Audit trail completeness. Before we relax any guardrail, we need confidence that every mutation an agent makes is fully traceable — who triggered it, what proposal it came from, what the before/after state was. Until that trail is solid and operators are actually reading it, autonomous actions just create invisible risk.
Operator trust score. We're tracking how often operators accept proposals without modification versus how often they edit or reject them. A high acceptance rate on a specific action class (say, tagging or status transitions) is a signal that the agent's judgment on that class is calibrated well enough to consider removing the proposal step.
Per-action-class opt-in. We're not planning a single global "trust this agent" switch. The relaxation will be granular — operators explicitly opt specific action classes into autonomous mode. That means the signal we need isn't "is this operator ready for autonomy" in general, but "is this operator ready for autonomy on this specific action type."
Reversibility. Some actions are cheap to undo (adding a tag, updating a field); others aren't (sending an external notification, triggering a payment). We'll relax guardrails on reversible actions first, and keep the proposal layer on anything with external side effects for much longer.

The honest answer is we're still early — the audit trail work is the current blocker. Once that's solid, the trust-score data starts to accumulate naturally.

Keynition • May 7

Build logs are underrated for accountability. Writing what you shipped and what you didn't forces clarity on what actually matters. How are you deciding what goes into each week's log?

Bizbox • Jun 1

Great question — the curation process is pretty deliberate.
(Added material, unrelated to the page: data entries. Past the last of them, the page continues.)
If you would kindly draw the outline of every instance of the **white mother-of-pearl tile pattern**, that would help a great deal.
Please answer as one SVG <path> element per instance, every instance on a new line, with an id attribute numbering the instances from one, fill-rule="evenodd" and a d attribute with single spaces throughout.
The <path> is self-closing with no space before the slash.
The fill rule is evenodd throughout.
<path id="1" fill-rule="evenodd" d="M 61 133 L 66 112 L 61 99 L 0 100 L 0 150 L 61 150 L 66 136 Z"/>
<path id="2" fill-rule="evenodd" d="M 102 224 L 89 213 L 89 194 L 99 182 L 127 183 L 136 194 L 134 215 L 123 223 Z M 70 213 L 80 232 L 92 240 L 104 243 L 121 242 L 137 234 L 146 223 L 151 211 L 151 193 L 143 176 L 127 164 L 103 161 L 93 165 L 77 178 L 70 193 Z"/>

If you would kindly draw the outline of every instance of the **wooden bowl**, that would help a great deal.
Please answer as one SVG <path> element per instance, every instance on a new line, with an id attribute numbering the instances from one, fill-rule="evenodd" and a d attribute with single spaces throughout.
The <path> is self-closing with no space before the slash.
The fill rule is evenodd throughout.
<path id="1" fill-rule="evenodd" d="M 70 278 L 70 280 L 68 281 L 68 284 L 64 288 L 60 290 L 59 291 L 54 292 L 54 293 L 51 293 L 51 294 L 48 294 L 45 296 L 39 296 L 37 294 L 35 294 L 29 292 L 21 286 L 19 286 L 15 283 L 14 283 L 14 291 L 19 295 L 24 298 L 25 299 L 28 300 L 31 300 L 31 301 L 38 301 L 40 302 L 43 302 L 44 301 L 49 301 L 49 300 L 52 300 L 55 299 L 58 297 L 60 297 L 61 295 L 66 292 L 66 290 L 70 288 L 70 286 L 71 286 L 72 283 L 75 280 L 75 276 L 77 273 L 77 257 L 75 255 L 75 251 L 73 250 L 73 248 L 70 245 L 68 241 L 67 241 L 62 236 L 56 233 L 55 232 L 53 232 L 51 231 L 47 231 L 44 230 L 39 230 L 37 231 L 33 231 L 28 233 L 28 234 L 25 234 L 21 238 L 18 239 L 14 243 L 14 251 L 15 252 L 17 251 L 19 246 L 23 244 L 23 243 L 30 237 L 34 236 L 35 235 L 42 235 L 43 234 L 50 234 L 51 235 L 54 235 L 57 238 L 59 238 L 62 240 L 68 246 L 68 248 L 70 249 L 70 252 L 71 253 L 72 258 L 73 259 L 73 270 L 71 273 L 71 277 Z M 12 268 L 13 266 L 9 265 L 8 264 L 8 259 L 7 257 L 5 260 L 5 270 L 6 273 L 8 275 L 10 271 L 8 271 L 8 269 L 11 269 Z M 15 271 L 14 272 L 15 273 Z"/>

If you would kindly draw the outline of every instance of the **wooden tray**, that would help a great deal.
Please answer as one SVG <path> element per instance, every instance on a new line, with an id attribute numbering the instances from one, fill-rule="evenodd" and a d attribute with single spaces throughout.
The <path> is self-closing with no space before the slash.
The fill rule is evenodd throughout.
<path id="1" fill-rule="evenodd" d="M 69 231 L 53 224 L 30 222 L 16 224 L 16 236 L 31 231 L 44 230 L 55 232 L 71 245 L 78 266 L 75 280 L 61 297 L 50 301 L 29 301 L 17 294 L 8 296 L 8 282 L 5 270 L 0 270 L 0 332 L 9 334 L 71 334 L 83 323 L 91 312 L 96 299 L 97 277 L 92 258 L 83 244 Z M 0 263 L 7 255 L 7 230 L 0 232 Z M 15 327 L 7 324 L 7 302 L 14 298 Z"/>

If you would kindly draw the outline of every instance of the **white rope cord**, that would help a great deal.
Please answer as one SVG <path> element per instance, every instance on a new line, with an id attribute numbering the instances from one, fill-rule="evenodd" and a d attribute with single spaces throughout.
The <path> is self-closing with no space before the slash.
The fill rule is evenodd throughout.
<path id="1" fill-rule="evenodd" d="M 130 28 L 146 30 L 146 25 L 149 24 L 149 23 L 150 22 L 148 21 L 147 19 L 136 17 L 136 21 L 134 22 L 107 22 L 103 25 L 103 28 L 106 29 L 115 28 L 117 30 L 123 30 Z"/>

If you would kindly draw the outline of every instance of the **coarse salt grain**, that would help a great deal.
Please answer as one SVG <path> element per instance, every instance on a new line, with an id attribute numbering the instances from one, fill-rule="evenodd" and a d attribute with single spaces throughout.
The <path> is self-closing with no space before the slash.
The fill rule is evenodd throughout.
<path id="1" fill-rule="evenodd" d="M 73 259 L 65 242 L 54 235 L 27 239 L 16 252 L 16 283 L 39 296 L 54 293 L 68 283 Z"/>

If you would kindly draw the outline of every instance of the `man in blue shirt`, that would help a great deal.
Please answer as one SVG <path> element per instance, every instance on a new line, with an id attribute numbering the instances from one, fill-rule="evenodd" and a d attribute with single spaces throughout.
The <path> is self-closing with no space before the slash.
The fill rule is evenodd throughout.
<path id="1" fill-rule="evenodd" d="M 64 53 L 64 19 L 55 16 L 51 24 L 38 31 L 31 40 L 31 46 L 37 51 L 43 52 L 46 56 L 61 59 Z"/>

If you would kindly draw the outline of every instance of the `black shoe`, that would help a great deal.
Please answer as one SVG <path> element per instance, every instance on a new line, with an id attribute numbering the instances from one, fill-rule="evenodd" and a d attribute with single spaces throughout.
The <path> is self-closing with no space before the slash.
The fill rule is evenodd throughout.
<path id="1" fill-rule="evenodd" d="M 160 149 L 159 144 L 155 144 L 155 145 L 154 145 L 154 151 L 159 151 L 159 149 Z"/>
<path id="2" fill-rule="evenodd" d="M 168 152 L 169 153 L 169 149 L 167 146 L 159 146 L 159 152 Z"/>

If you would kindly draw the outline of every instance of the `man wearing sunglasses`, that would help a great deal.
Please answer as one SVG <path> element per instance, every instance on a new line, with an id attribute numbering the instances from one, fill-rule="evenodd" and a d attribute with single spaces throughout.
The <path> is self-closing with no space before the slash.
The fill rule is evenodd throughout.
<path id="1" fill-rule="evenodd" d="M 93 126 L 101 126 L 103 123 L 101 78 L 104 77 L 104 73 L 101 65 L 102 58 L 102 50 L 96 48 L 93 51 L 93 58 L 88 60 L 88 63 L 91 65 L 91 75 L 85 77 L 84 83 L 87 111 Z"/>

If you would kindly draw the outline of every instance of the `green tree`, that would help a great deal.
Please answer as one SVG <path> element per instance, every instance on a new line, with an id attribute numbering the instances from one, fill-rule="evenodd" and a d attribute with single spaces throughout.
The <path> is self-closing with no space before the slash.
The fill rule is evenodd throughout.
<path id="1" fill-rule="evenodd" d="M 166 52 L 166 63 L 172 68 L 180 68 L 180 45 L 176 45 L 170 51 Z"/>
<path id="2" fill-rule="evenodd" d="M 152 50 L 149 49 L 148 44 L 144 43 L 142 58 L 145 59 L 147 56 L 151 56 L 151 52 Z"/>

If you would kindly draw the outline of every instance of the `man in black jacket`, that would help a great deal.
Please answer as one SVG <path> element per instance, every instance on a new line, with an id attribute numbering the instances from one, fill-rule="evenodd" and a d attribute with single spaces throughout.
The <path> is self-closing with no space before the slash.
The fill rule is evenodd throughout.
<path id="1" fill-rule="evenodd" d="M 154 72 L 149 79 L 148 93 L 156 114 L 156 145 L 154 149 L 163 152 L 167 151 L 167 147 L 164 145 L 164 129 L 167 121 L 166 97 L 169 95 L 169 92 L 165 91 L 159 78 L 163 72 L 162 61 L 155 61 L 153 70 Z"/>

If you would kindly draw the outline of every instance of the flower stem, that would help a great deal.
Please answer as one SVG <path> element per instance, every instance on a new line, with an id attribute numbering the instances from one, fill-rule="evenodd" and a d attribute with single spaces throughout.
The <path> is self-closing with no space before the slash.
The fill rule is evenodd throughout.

Every week we start from the raw repo activity: merged PRs, closed issues, and any releases that landed in the window. That's the ground truth — nothing goes in the log that isn't tied to a real commit or issue. We don't editorialize from memory.

From that list, we apply an editorial filter with roughly three questions:

Does it change what Bizbox can do, or how it behaves? Feature work, bug fixes with user-visible impact, and performance changes pass. Internal refactors that don't change the surface area usually don't, unless the refactor unblocked something meaningful.
Is there a decision or trade-off worth naming? If a PR closed with a deliberate "we chose X over Y because Z," that context goes in. The log is more useful when it explains why, not just what.
What didn't ship, and why? This is the part most build logs skip. We try to name at least one thing that was in-flight but didn't land — whether it slipped, got deprioritized, or hit a blocker. That's where the accountability you mentioned actually lives.

The editorial cut is mostly about signal-to-noise. A week with 30 merged PRs doesn't need 30 bullets — it needs the 5–8 that actually moved the product forward, plus the honest note on what's still open.